As geoscience has entered an era in which both in-situ and remote sensing observations are dense and global, advances in observational techniques have dramatically increased the spatial and temporal resolution and therefore, data quality and volume. ML tools can assist handling large volumes of observations, modeling, analysis, and forecasting of the environment by increasing the speed and accuracy of computations.
With recent computational hardware innovations such as graphics processing units (GPUs), as well as innovations in ML methods themselves, ML is positioned to assist geoscientists by exploiting untapped environmental observations and enhancing Earth system modeling in timely and cost-effective ways. However, reproducible ML workflows require sophisticated coupling of advanced software, data processing pipelines, visualization tools, and rapidly evolving Cloud-based CI. Adopting ML curriculum in classrooms has great potential for advancing ML-based discovery in the geosciences through hands-on teaching and project work.
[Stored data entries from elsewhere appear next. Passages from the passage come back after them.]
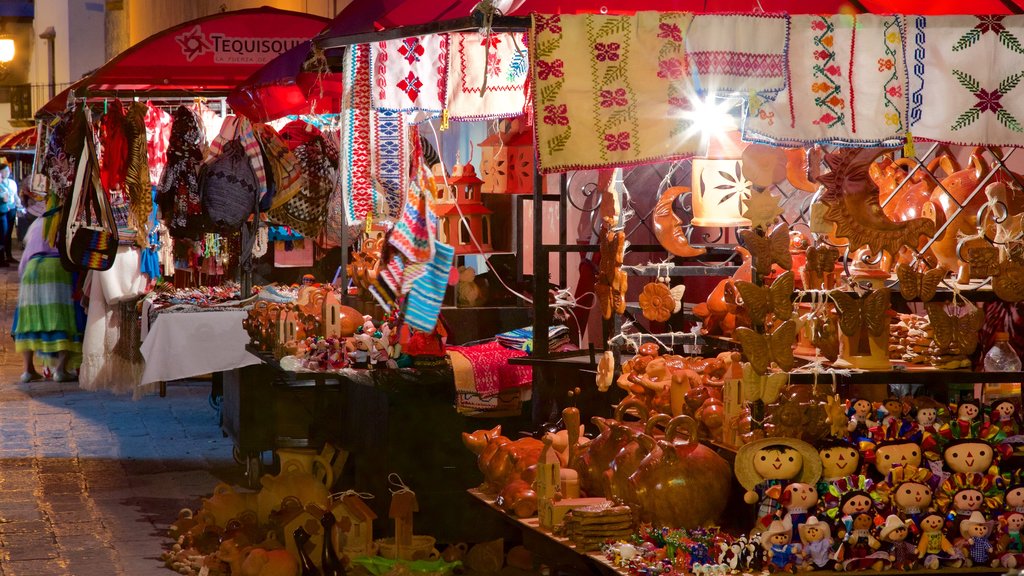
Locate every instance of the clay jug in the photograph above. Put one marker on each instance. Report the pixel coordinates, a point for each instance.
(616, 478)
(681, 483)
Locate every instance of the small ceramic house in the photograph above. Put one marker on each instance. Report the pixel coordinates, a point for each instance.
(359, 539)
(463, 201)
(507, 160)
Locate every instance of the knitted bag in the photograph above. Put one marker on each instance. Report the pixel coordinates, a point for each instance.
(228, 189)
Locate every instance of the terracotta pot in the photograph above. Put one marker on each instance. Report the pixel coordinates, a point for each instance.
(681, 484)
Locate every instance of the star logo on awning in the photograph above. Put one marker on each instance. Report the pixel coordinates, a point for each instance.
(194, 43)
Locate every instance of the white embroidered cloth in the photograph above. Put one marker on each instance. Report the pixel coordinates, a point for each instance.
(972, 70)
(410, 73)
(738, 52)
(507, 67)
(847, 84)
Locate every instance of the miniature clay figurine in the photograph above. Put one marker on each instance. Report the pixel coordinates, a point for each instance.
(933, 547)
(893, 534)
(816, 544)
(859, 549)
(773, 461)
(781, 553)
(975, 544)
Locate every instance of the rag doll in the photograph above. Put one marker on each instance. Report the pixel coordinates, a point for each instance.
(933, 546)
(894, 532)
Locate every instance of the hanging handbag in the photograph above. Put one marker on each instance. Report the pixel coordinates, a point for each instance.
(89, 235)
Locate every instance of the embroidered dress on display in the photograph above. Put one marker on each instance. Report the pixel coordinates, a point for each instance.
(504, 58)
(848, 84)
(410, 74)
(975, 65)
(738, 52)
(610, 90)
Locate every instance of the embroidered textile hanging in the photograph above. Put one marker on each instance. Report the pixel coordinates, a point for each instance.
(503, 57)
(847, 85)
(358, 194)
(410, 73)
(971, 69)
(738, 52)
(609, 90)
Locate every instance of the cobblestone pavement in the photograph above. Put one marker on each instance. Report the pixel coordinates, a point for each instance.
(89, 482)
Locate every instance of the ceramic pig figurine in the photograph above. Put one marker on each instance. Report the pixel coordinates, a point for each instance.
(502, 460)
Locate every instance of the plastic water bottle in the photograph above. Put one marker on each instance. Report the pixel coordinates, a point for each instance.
(1001, 358)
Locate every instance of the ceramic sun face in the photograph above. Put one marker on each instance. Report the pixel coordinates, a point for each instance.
(777, 462)
(969, 456)
(900, 453)
(912, 496)
(839, 461)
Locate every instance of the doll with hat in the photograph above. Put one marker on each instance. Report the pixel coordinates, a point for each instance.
(859, 548)
(781, 552)
(816, 544)
(907, 492)
(773, 461)
(974, 542)
(894, 535)
(1010, 544)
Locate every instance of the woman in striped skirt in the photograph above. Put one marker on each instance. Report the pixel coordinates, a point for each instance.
(48, 322)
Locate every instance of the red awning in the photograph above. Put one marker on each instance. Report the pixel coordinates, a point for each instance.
(205, 56)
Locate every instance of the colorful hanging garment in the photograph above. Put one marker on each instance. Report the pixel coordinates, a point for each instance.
(609, 90)
(738, 52)
(410, 73)
(358, 194)
(847, 85)
(972, 70)
(503, 58)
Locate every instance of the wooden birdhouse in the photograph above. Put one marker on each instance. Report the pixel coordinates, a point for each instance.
(465, 187)
(359, 537)
(507, 159)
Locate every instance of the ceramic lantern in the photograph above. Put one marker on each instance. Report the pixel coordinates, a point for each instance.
(462, 206)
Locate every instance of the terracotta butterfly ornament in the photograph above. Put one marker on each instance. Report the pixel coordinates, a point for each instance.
(955, 334)
(924, 285)
(669, 229)
(762, 350)
(775, 299)
(867, 314)
(768, 250)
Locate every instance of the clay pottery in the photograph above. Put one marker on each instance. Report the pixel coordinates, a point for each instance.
(292, 481)
(681, 483)
(226, 504)
(616, 478)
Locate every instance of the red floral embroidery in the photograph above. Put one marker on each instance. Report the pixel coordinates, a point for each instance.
(617, 141)
(990, 24)
(670, 31)
(671, 69)
(412, 49)
(556, 115)
(411, 85)
(613, 97)
(552, 69)
(551, 24)
(606, 52)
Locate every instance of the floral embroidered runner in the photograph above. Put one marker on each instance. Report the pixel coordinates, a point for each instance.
(847, 84)
(738, 52)
(609, 90)
(972, 71)
(503, 57)
(410, 73)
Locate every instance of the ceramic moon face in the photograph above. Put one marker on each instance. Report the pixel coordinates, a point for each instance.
(839, 461)
(971, 456)
(777, 462)
(889, 455)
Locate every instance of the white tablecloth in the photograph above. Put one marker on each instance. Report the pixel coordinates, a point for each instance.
(187, 344)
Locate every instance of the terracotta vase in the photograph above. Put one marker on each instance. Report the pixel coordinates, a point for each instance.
(680, 483)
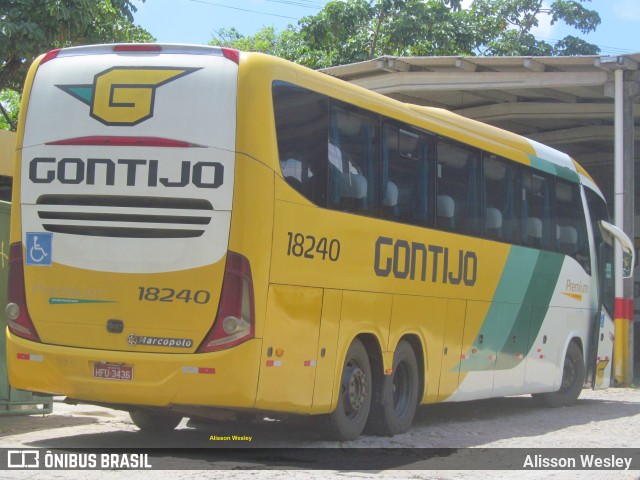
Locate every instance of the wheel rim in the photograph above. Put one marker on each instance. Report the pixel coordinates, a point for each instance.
(354, 389)
(401, 388)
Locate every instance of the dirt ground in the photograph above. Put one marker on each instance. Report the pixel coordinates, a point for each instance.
(485, 429)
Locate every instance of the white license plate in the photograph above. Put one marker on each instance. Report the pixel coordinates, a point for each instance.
(113, 371)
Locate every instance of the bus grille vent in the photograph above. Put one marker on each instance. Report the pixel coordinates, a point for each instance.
(124, 216)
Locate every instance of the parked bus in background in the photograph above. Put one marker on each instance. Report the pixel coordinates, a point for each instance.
(201, 232)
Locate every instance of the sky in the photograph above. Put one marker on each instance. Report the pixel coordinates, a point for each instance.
(194, 21)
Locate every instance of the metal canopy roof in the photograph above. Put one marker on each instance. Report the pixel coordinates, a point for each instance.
(564, 102)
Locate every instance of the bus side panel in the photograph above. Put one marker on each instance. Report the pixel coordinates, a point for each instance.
(251, 226)
(452, 349)
(478, 353)
(362, 312)
(290, 346)
(327, 351)
(425, 317)
(510, 364)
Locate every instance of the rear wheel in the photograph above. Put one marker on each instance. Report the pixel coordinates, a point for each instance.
(392, 412)
(151, 421)
(573, 375)
(354, 402)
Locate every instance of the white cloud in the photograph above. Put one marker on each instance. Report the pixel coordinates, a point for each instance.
(627, 9)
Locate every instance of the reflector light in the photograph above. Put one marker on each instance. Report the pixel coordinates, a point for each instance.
(21, 326)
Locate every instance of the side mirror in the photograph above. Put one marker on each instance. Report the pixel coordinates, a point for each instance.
(611, 233)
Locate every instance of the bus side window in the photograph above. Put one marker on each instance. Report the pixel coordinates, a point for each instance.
(301, 131)
(458, 200)
(537, 211)
(501, 194)
(352, 160)
(407, 175)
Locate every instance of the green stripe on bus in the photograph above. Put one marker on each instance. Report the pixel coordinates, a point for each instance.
(517, 311)
(553, 169)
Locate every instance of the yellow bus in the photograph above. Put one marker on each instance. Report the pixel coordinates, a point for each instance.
(199, 232)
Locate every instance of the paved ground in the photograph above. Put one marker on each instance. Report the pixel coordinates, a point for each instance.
(494, 428)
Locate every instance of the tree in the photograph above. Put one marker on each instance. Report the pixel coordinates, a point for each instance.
(355, 30)
(31, 27)
(508, 25)
(10, 105)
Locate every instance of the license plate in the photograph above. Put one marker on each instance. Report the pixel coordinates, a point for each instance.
(113, 371)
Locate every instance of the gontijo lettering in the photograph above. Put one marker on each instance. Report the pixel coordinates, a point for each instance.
(413, 260)
(136, 172)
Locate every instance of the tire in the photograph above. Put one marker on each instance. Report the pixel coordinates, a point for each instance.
(151, 421)
(354, 401)
(573, 375)
(397, 397)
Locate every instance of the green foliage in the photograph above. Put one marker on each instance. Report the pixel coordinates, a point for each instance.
(31, 27)
(10, 102)
(347, 31)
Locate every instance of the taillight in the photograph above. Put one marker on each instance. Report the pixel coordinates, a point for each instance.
(235, 322)
(137, 47)
(19, 321)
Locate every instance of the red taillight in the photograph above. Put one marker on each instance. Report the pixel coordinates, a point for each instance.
(19, 321)
(50, 55)
(235, 322)
(231, 54)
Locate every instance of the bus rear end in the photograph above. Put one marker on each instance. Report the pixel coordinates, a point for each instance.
(122, 286)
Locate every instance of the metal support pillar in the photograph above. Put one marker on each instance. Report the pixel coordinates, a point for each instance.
(623, 93)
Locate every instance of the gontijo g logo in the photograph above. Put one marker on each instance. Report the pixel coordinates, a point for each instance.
(124, 96)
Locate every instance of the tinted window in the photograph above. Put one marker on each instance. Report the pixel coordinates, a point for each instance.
(458, 195)
(301, 118)
(352, 159)
(502, 209)
(408, 174)
(571, 228)
(537, 210)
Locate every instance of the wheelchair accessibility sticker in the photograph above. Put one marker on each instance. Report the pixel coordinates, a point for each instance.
(39, 248)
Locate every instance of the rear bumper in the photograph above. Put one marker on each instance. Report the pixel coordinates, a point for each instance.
(228, 378)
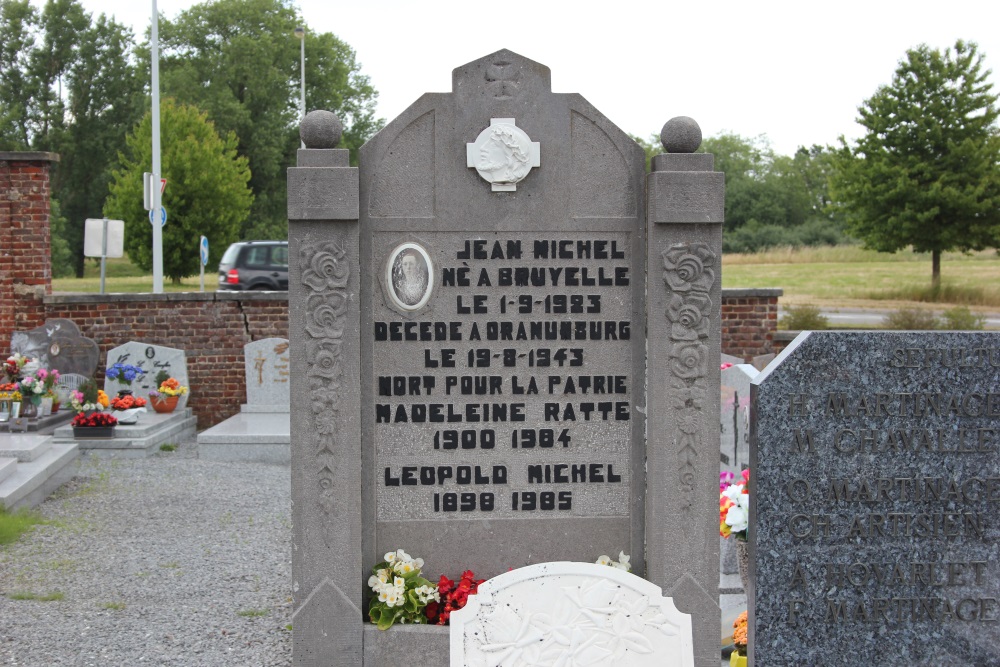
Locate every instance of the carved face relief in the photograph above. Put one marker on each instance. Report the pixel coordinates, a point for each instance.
(409, 276)
(503, 154)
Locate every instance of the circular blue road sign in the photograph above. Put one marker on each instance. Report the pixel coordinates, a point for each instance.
(163, 216)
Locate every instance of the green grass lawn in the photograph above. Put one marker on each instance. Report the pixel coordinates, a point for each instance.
(851, 277)
(124, 277)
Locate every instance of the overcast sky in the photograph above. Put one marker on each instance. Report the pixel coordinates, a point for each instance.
(795, 71)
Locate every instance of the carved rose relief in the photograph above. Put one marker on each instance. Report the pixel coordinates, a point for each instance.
(326, 274)
(326, 267)
(689, 274)
(689, 268)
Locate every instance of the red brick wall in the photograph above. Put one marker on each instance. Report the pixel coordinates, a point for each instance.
(210, 327)
(25, 264)
(749, 320)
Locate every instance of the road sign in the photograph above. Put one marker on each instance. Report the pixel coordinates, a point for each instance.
(163, 217)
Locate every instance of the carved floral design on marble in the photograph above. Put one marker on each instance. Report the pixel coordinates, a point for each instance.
(326, 275)
(596, 623)
(689, 273)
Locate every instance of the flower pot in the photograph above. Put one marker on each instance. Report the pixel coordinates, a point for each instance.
(93, 432)
(165, 404)
(29, 407)
(743, 559)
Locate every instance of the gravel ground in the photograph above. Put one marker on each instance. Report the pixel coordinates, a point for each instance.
(168, 560)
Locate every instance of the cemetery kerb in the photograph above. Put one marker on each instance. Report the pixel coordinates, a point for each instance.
(874, 491)
(466, 315)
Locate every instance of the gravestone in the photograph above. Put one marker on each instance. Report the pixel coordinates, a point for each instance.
(467, 312)
(267, 364)
(59, 345)
(876, 477)
(570, 614)
(152, 359)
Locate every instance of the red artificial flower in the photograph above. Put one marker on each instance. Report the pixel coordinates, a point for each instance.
(454, 596)
(95, 419)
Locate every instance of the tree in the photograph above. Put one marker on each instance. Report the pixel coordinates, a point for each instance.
(208, 192)
(239, 61)
(926, 173)
(68, 85)
(105, 99)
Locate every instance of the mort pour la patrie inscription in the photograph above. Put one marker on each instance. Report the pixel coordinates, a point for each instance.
(878, 483)
(498, 405)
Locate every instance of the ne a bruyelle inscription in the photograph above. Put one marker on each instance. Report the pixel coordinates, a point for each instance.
(501, 405)
(876, 487)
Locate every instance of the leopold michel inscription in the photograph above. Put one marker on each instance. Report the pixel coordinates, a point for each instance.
(510, 392)
(878, 483)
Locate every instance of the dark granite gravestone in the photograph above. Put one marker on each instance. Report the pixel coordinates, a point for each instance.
(876, 479)
(59, 345)
(468, 321)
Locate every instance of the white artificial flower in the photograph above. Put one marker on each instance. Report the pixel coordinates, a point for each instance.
(733, 492)
(737, 518)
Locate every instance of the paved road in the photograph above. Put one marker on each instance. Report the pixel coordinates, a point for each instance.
(873, 317)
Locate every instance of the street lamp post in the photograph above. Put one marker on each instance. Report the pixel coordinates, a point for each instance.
(300, 32)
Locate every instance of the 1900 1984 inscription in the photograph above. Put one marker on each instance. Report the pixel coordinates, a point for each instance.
(513, 393)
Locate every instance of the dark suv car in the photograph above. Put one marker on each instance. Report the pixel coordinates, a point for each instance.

We will cultivate the development of discipline-specific ML libraries, workflows and communities of practice capable of sustaining future growth of ML cybertraining opportunities. To address the general lack of educational material in ML for geoscientific applications we will assemble a team of geoscience educators to create a novel ML curriculum. These materials could then be included in several university courses to further broaden our impact on emerging ML communities. Our GeoSMART implementation plan will guide participants through training in fundamental open source ML toolkits and data science skills.
With these fundamental skills, participants will then progress through interactive events including hackweeks, project-led and peer-to-peer mentoring activities and incubators. By building tools using open source and cloud-accessible platforms, and by partnering with colleges and institutions who currently lack computing resources for ML workflows, we will democratize access to our cybertraining materials and ensure more people can be included in helping to solve urgent geoscience challenges. There is a clear need for scientists that have both data science skills and domain knowledge, and the demand for these coupled skills is recognized by both academic and professional environments.